Gianni Infantino has defended FIFA’s 2026 World Cup ticket pricing as a market reality, arguing resale and US entertainment costs justify high face values — even as some final tickets appear for up to $2m on secondary sites. FIFA moved to add lower-priced allocations amid intense backlash, but the dispute highlights a growing credibility problem around fan access and tournament affordability.
Infantino stands firm as ticket row escalates ahead of 2026 World Cup
Gianni Infantino has publicly defended FIFA’s approach to ticket pricing for the 2026 World Cup in the US, Mexico and Canada, dismissing outrage over sky-high resale listings as market dynamics. He argued that the entertainment landscape and the US resale environment dictate pricing, and pointed to unprecedented demand — more than 500 million ticket requests — as justification for higher face values.

What Infantino said and why it matters
Infantino sought to temper criticism with blunt logic: resale listings at extreme prices do not reflect official ticket costs, and there’s no guarantee such inflated offers will be sold. He also framed the World Cup as a premium entertainment product, noting comparative ticket levels in US sport and suggesting FIFA must apply “market rates.”
This line of argument matters because it shifts responsibility toward market forces and secondary sellers rather than FIFA’s own pricing decisions. It also underlines a tension: FIFA wants to capitalise on record demand while keeping the event accessible to traditional supporters.

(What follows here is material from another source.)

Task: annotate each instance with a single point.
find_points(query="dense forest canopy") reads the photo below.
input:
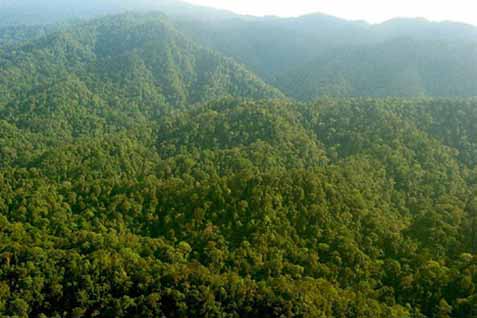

Resale chaos and the optics problem
Secondary sites briefly showed final tickets at eye-watering sums — up to $2m — and the official final price sits far above previous editions, with the most-expensive official final tickets listed at $11,000. Infantino’s quip about bringing a hot dog and a Coke to anyone who paid $2m was an attempt at levity, but it underscored how badly optics have damaged the governing body’s message.
Why resale inflates the debate
Resale markets in the US are permissive, and when face prices are perceived as low relative to demand, scalpers step in. FIFA’s own contention is that underpricing encourages resale at multiples of the official rate, creating exactly the scenario fans accuse the organisation of enabling. That argument has a factual basis, but it does little to soothe supporters who see affordability as a core fairness issue.
Price examples and fan impact
Group-stage tickets have been tiered by popularity and market, producing stark variations. Examples circulated include England’s group matches priced significantly higher than some other nations’ fixtures; certain matches in Los Angeles have official ranges extending into the thousands. Single-game face prices for matches such as USA vs Paraguay reportedly start above $1,000, with premium seats far higher.
For ordinary supporters this means increased cost to follow their teams, a squeeze on away support and a reassessment of who the tournament is for: long-time fans or the deepest-pocketed consumers of spectacle.
Political and supporter reaction
The pricing controversy prompted political comment and pressure for more accessible allocations. UK political leaders and supporter groups welcomed moves to introduce a tranche of lower-priced tickets but criticised the adjustments as insufficient or symbolic. Supporter organisations have warned that marginal gestures will not repair the relationship between governing bodies and everyday fans.
What this means going forward
FIFA faces a reputational test: balancing commercial value against fan trust. Adding more affordable tickets reduces immediate heat, but sustained credibility will require clearer limits on how allocations are sold, better transparency about pricing rationale, and proactive measures to protect genuine supporters from secondary-market inflation.
Potential outcomes and implications
If FIFA leans further into market pricing, expect continued scrutiny from governments, supporter groups and media. If it prioritises affordability, revenue targets will come under pressure and the organisation will need new mechanisms to control resale. Either path has consequences for fan access, the tournament’s image and future bidding strategies.
Bottom line
Infantino’s defence frames high prices as inevitable given demand and the US market, but the episode exposes a deeper governance challenge: reconciling commercial ambitions with the sport’s grassroots legitimacy.